目的の魔獅子が根城とする廃村はリベルタから徒歩で二日の距離にあり、二人が到着する頃には日が暮れようとしていた。
夜の戦いはこちらに不利なので、二人は野営の準備を始める。
「クロード、魔獅子と戦ったことはある?」
「残骸遺跡で三回戦ったことがあるな」
「その時はどう倒したいの?」
「後衛が援護して前衛の奴らが倒したいって感じだな、特に作戦とかは立てなかった。魔獅子はただ強いだけの魔獣だからというのが大きい」
「力には力でってこと?」
「そういう意味だ、デカい図体のくせに空を飛ぶから少し面倒だがそこは俺に任せろ、フェイは自由に戦えばいい、問題はおそらく魔獅子は一匹じゃないってことだ」
「ん、依頼書には一匹とは書いてなかった」
「フェイも気づいてたか」
「ん、これはわざと?」
「おそらくな、それも含めてフェイを試してるんだろ。討伐対象の魔獣を調べるのは当然だし、小鬼や小猿のような群れる魔獣を除けば大型魔獣は番いでいることがほとんどだ」
「鎧熊もそうだった」
「そうだったな。
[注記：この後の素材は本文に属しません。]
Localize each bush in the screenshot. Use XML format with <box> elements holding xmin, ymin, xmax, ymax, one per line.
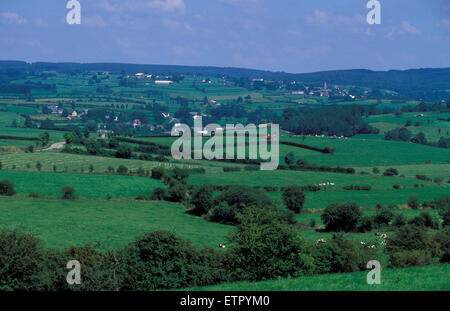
<box><xmin>121</xmin><ymin>231</ymin><xmax>221</xmax><ymax>291</ymax></box>
<box><xmin>408</xmin><ymin>195</ymin><xmax>420</xmax><ymax>209</ymax></box>
<box><xmin>386</xmin><ymin>224</ymin><xmax>431</xmax><ymax>254</ymax></box>
<box><xmin>61</xmin><ymin>186</ymin><xmax>75</xmax><ymax>200</ymax></box>
<box><xmin>373</xmin><ymin>207</ymin><xmax>394</xmax><ymax>226</ymax></box>
<box><xmin>433</xmin><ymin>228</ymin><xmax>450</xmax><ymax>262</ymax></box>
<box><xmin>310</xmin><ymin>234</ymin><xmax>376</xmax><ymax>273</ymax></box>
<box><xmin>116</xmin><ymin>145</ymin><xmax>131</xmax><ymax>159</ymax></box>
<box><xmin>0</xmin><ymin>179</ymin><xmax>16</xmax><ymax>196</ymax></box>
<box><xmin>207</xmin><ymin>186</ymin><xmax>273</xmax><ymax>224</ymax></box>
<box><xmin>152</xmin><ymin>166</ymin><xmax>167</xmax><ymax>179</ymax></box>
<box><xmin>222</xmin><ymin>167</ymin><xmax>241</xmax><ymax>173</ymax></box>
<box><xmin>358</xmin><ymin>216</ymin><xmax>374</xmax><ymax>233</ymax></box>
<box><xmin>0</xmin><ymin>230</ymin><xmax>45</xmax><ymax>291</ymax></box>
<box><xmin>150</xmin><ymin>187</ymin><xmax>168</xmax><ymax>201</ymax></box>
<box><xmin>383</xmin><ymin>168</ymin><xmax>398</xmax><ymax>176</ymax></box>
<box><xmin>169</xmin><ymin>182</ymin><xmax>187</xmax><ymax>202</ymax></box>
<box><xmin>392</xmin><ymin>214</ymin><xmax>407</xmax><ymax>227</ymax></box>
<box><xmin>117</xmin><ymin>165</ymin><xmax>128</xmax><ymax>175</ymax></box>
<box><xmin>321</xmin><ymin>202</ymin><xmax>361</xmax><ymax>232</ymax></box>
<box><xmin>390</xmin><ymin>250</ymin><xmax>433</xmax><ymax>268</ymax></box>
<box><xmin>206</xmin><ymin>202</ymin><xmax>238</xmax><ymax>225</ymax></box>
<box><xmin>283</xmin><ymin>186</ymin><xmax>305</xmax><ymax>214</ymax></box>
<box><xmin>28</xmin><ymin>191</ymin><xmax>39</xmax><ymax>198</ymax></box>
<box><xmin>408</xmin><ymin>212</ymin><xmax>439</xmax><ymax>229</ymax></box>
<box><xmin>244</xmin><ymin>165</ymin><xmax>259</xmax><ymax>171</ymax></box>
<box><xmin>226</xmin><ymin>207</ymin><xmax>313</xmax><ymax>281</ymax></box>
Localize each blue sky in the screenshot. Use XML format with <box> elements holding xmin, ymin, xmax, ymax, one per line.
<box><xmin>0</xmin><ymin>0</ymin><xmax>450</xmax><ymax>73</ymax></box>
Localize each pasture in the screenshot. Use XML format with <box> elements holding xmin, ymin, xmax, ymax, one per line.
<box><xmin>186</xmin><ymin>264</ymin><xmax>450</xmax><ymax>291</ymax></box>
<box><xmin>0</xmin><ymin>197</ymin><xmax>232</xmax><ymax>248</ymax></box>
<box><xmin>0</xmin><ymin>170</ymin><xmax>165</xmax><ymax>199</ymax></box>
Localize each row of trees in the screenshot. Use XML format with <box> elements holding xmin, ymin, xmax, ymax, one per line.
<box><xmin>0</xmin><ymin>206</ymin><xmax>450</xmax><ymax>291</ymax></box>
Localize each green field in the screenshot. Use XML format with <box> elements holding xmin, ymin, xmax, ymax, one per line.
<box><xmin>0</xmin><ymin>197</ymin><xmax>232</xmax><ymax>248</ymax></box>
<box><xmin>183</xmin><ymin>264</ymin><xmax>450</xmax><ymax>291</ymax></box>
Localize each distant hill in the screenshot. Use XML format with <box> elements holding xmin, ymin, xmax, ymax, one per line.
<box><xmin>0</xmin><ymin>61</ymin><xmax>450</xmax><ymax>100</ymax></box>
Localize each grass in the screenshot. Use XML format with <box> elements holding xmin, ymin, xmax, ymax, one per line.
<box><xmin>280</xmin><ymin>136</ymin><xmax>449</xmax><ymax>167</ymax></box>
<box><xmin>0</xmin><ymin>170</ymin><xmax>165</xmax><ymax>199</ymax></box>
<box><xmin>0</xmin><ymin>151</ymin><xmax>221</xmax><ymax>173</ymax></box>
<box><xmin>188</xmin><ymin>171</ymin><xmax>449</xmax><ymax>210</ymax></box>
<box><xmin>0</xmin><ymin>197</ymin><xmax>232</xmax><ymax>248</ymax></box>
<box><xmin>183</xmin><ymin>264</ymin><xmax>450</xmax><ymax>291</ymax></box>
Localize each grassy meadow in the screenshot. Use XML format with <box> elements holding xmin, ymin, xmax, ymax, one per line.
<box><xmin>187</xmin><ymin>264</ymin><xmax>450</xmax><ymax>291</ymax></box>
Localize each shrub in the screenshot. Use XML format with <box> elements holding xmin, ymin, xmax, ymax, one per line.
<box><xmin>284</xmin><ymin>152</ymin><xmax>295</xmax><ymax>166</ymax></box>
<box><xmin>373</xmin><ymin>207</ymin><xmax>394</xmax><ymax>226</ymax></box>
<box><xmin>283</xmin><ymin>186</ymin><xmax>305</xmax><ymax>214</ymax></box>
<box><xmin>206</xmin><ymin>202</ymin><xmax>238</xmax><ymax>225</ymax></box>
<box><xmin>61</xmin><ymin>186</ymin><xmax>75</xmax><ymax>200</ymax></box>
<box><xmin>392</xmin><ymin>213</ymin><xmax>407</xmax><ymax>227</ymax></box>
<box><xmin>117</xmin><ymin>165</ymin><xmax>128</xmax><ymax>175</ymax></box>
<box><xmin>222</xmin><ymin>167</ymin><xmax>241</xmax><ymax>173</ymax></box>
<box><xmin>390</xmin><ymin>250</ymin><xmax>433</xmax><ymax>268</ymax></box>
<box><xmin>358</xmin><ymin>216</ymin><xmax>374</xmax><ymax>233</ymax></box>
<box><xmin>121</xmin><ymin>231</ymin><xmax>220</xmax><ymax>291</ymax></box>
<box><xmin>383</xmin><ymin>168</ymin><xmax>398</xmax><ymax>176</ymax></box>
<box><xmin>310</xmin><ymin>234</ymin><xmax>375</xmax><ymax>273</ymax></box>
<box><xmin>116</xmin><ymin>145</ymin><xmax>131</xmax><ymax>159</ymax></box>
<box><xmin>321</xmin><ymin>202</ymin><xmax>361</xmax><ymax>232</ymax></box>
<box><xmin>28</xmin><ymin>191</ymin><xmax>39</xmax><ymax>198</ymax></box>
<box><xmin>244</xmin><ymin>165</ymin><xmax>259</xmax><ymax>171</ymax></box>
<box><xmin>0</xmin><ymin>230</ymin><xmax>45</xmax><ymax>291</ymax></box>
<box><xmin>408</xmin><ymin>212</ymin><xmax>439</xmax><ymax>229</ymax></box>
<box><xmin>169</xmin><ymin>182</ymin><xmax>187</xmax><ymax>202</ymax></box>
<box><xmin>386</xmin><ymin>224</ymin><xmax>431</xmax><ymax>254</ymax></box>
<box><xmin>0</xmin><ymin>179</ymin><xmax>16</xmax><ymax>196</ymax></box>
<box><xmin>433</xmin><ymin>228</ymin><xmax>450</xmax><ymax>262</ymax></box>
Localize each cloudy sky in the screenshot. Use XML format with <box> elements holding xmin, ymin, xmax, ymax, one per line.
<box><xmin>0</xmin><ymin>0</ymin><xmax>450</xmax><ymax>73</ymax></box>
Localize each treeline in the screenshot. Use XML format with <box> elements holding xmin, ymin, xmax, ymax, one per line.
<box><xmin>0</xmin><ymin>199</ymin><xmax>450</xmax><ymax>291</ymax></box>
<box><xmin>0</xmin><ymin>135</ymin><xmax>39</xmax><ymax>141</ymax></box>
<box><xmin>279</xmin><ymin>105</ymin><xmax>379</xmax><ymax>137</ymax></box>
<box><xmin>280</xmin><ymin>141</ymin><xmax>335</xmax><ymax>154</ymax></box>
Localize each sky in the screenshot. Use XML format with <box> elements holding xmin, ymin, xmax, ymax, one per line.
<box><xmin>0</xmin><ymin>0</ymin><xmax>450</xmax><ymax>73</ymax></box>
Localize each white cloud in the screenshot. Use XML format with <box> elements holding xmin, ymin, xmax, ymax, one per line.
<box><xmin>400</xmin><ymin>21</ymin><xmax>420</xmax><ymax>35</ymax></box>
<box><xmin>306</xmin><ymin>10</ymin><xmax>365</xmax><ymax>26</ymax></box>
<box><xmin>81</xmin><ymin>15</ymin><xmax>106</xmax><ymax>27</ymax></box>
<box><xmin>0</xmin><ymin>12</ymin><xmax>27</xmax><ymax>25</ymax></box>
それでフェイ、何か策はあるか?」
「んー、クロードは二対二で勝てると思う?」
「連携の精度次第としか言えないな、可能だとは思うがそれなら陽動で分断した方がいいと俺は思う」
「クロードは一人で勝てる?」
「正面からは無理だな、俺にそこまでの前衛力はない」
自己分析ができているクロードの言葉にフェイは唸る。
「うーん、クロードは戦わずに逃げる?」
「勝てなくとも負けない戦いをするまでだ、前提としてフェイが負ける可能性は万に一つもない、つまり…」
「さっさと倒して援護に行く」
「ああ、ただ勝負を急くなよ、俺だってそこまで柔じゃないからな」
「分かってる、クロードを信じてる」
二人は作戦会議をしている間にも火起こしと寝床の整備を済ませていた。
「ん?」
「どうした?」
突然立ち上がったフェイにクロードが声を掛けると、彼女は地面に耳を当てる。
「地響き、じゃない、これは馬蹄の音」
「馬蹄の音?、近づいてきてるのか?」
「ん、少しずつ大きくなってる」
この廃村は街道から外れている場所にあるので、通行人という可能性はほぼない。
「どうする?」
「戦闘準備をしよう、数は分かるか?」
「一騎」
「一騎?、余計に分からないな」
もしこの廃村に用がある騎士だとしても単独行動していうのはありえない、騎士は一部の例外を除き常に複数で行動するものだからだ。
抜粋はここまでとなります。